I then wanted to switch back to the navy yarn - but I couldn't handle the feel of the double-thick yarn on that part of the sock. So, I increased from 50 to 70 stitches (k2, m1, k3, m1) around - and finished the top of the socks!
Dee thinks the deep color change makes it too obvious that I ran out of yarn, but I almost always wear socks with long pants, so who will know except for me?
I feel like I got the best of all worlds. A super-strong toe. Cool colors and a tough-wearing yarn through the body and heel. A thinner, more stretchy sock top for my, um, sturdy calves. We'll see how it wears, but for now I'm thrilled!
I promise I will write the pattern, eventually. I kept good notes on the heel, both top-down and toe-up. A 52-stitch or 48-stitch sock would have been a lot easier to work, but...live and learn!
Wednesday, February 26, 2014
Sorry for the blurry photo - it is still VERY hard to photograph your own feet, I find.

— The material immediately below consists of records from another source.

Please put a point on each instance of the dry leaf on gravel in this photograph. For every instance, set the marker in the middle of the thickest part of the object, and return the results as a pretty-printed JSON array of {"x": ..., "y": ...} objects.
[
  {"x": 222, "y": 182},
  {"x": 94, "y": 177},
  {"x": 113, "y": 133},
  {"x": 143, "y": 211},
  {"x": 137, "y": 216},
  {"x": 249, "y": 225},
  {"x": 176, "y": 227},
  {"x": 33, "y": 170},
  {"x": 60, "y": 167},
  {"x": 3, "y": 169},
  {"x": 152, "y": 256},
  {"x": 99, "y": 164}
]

Again, this is lovely Skeinny Dipping Mericash in Girl on Fire. That particular color is out of stock right now, so I feel super-lucky to have it!
The yarn is 20% cashmere and it feels just like butter. I love it!
The pattern isn't written out, but it uses techniques I'm using in my Great Work. I'm chugging along on it, so hopefully you'll be able to knit some of your very own soon.
Tuesday, February 25, 2014
Monday, February 24, 2014
Friday, February 21, 2014
One of my favorite things about Ravelry is that it lets me see when someone knits one of my designs.
Sandra, who goes by Strempesan on Ravelry, in lovely Tétange, Luxembourg made an Almost Spring hat in a pretty cotton/wool blend for her mom. Isn't that cool? She's over 4,000 miles away and I can still see what she knit.